Having worked with 8 people everyday for five months, I think my extrovertedness looked forward to getting back in the city where I’d be surrounded by a ton of people I don’t know. However, the con to working in a corporation is that if you’re looking for a broad experience, you probably won’t get it here.
My current work tasks are quite similar on a daily basis as opposed to when I was in a small firm, but what I like about my current job is that I’m learning things I did not learn at university. I can’t tell you how much of an impact it would have when you take the licensure exam but for sure, there are people who have only worked in a corporation but still passed.
With both experiences, I’ve realized that there are things I would only learn in a small firm, and things I would only learn in a big firm. It’s up to us what we’d make of them.
Salaries vary greatly depending on the company you’ll be working in. What I realized late however, is that the rates change depending on where you work. If you work in a province, the rate will most probably differ from the rate in the city.

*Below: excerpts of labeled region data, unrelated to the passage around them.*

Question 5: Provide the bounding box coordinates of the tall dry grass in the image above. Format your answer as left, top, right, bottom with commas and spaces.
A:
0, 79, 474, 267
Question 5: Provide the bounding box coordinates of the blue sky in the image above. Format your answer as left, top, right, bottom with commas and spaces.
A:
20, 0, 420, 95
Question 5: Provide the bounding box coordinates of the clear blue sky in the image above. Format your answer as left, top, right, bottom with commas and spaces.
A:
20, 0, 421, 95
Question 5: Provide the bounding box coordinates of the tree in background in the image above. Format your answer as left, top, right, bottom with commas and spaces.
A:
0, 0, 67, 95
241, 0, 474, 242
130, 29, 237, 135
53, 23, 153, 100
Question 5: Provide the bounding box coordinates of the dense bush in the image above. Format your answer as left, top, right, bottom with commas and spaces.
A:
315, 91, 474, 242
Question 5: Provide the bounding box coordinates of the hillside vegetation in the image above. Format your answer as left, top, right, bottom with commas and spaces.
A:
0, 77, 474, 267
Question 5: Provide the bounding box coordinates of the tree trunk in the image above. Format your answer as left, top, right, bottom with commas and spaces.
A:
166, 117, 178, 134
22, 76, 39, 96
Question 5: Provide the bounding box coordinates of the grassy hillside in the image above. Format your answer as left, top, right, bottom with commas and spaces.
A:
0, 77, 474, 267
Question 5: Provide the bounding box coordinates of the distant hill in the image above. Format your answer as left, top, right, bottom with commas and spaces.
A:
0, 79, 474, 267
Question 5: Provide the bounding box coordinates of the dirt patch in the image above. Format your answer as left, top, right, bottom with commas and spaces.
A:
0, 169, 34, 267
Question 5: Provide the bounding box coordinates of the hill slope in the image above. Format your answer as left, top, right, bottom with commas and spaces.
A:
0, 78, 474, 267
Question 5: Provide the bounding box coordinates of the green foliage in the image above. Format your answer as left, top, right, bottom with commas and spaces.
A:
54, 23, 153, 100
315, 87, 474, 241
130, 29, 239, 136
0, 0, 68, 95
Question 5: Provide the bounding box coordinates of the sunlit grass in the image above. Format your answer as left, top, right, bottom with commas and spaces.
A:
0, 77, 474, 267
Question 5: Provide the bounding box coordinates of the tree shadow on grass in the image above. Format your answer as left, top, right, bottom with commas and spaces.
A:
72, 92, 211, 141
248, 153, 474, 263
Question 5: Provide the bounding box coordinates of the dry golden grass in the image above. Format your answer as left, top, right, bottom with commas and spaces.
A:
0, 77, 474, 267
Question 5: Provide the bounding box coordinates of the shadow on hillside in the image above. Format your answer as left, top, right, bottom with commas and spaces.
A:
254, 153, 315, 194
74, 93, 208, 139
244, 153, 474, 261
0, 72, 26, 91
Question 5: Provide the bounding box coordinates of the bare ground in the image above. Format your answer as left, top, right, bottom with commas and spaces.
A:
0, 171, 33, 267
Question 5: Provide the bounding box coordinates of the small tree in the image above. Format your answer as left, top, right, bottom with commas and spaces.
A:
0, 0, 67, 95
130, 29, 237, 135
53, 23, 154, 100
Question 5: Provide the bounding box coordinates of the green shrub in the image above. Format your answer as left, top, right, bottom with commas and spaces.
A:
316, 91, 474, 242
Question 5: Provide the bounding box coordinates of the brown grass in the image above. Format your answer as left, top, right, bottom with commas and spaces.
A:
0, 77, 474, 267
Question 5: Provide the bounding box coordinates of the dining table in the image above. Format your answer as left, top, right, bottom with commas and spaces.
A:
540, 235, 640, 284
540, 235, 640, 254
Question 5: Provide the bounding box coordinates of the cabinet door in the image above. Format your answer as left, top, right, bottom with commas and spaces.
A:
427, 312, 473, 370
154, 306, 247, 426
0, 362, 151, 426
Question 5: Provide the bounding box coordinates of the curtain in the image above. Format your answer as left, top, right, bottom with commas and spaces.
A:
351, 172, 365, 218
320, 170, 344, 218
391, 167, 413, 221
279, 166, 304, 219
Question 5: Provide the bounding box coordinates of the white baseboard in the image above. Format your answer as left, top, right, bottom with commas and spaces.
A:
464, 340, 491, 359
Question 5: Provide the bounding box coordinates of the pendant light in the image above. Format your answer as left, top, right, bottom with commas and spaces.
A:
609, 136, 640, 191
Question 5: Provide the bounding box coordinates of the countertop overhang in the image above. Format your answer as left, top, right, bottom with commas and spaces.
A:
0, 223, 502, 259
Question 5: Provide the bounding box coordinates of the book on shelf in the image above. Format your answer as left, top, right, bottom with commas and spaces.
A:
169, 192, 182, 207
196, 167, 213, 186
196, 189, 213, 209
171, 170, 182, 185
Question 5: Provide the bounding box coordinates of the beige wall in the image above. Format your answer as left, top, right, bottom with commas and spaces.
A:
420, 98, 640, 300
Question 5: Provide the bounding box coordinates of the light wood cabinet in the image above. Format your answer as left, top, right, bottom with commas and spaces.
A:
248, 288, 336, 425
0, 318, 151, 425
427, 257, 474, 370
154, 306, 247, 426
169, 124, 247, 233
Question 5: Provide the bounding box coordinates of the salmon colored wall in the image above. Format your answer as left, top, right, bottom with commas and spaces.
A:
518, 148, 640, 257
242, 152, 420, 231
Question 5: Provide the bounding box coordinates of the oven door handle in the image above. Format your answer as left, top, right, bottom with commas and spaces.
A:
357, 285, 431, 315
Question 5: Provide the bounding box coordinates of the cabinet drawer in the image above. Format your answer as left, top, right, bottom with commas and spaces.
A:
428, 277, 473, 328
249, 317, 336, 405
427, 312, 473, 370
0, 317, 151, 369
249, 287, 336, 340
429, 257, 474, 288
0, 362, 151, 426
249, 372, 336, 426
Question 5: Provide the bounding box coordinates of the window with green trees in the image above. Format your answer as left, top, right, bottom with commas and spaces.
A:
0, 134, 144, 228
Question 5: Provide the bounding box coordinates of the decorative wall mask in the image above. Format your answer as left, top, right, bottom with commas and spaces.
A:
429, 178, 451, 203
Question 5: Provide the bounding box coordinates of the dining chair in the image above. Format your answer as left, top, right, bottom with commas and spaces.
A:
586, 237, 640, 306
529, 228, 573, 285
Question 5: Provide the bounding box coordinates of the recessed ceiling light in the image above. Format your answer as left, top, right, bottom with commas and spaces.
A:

When applying for a job, the range for their offered salary is normally posted. If it’s not, they would probably ask you what your rate is and see if it will match with theirs. I was advised to give a range and not a specific amount when it comes to this, but always make sure you know what your worth is.
The lowest salary I have heard of is from Php 8000 – 9000 (yes, below minimum wage), whilst the highest I have heard of is around Php 17000, for an entry level. Only you would know the right amount you ought to be earning based on your skills and experiences. I always think that negotiation is a skill, and job applications are like a business. It matters to know what you can offer to the table, and how much value that would have.
Can you have a balanced life being a junior architect? This would depend on a lot of things. One, your priorities, two, your location and transportation, three, your workload.
If you want time for family and loved ones, then you really gotta make time for that regardless if it comes with some other sacrifice. If you need time for yourself, you don’t need to feel guilty detaching from other things as well. It is harder, however, when you fail to consider the amount of time to get to work or home as traffic steals time away from you. Also, it is harder to foresee whether a firm will be overworking you.
Some people stay in dorms or get their own apartments to live closer to where they work. If this is within your budget, that could be an option to use that supposed longer transportation time for other things.
It’s not healthy to be overworked as well. Good thing my friends knew when to quit. I understand that not everybody has that luxury, but if you do have that option, you may want to find a healthier environment, if you can’t talk to your boss or superior about it.
Someone told me that university was only like 30% of what we needed to know, and I’d agree. There are a lot of things in the working world that were not taught in school. If you’re an incoming junior architect, I’d say it’s an exciting experience, but mistakes may be made and the learning continues.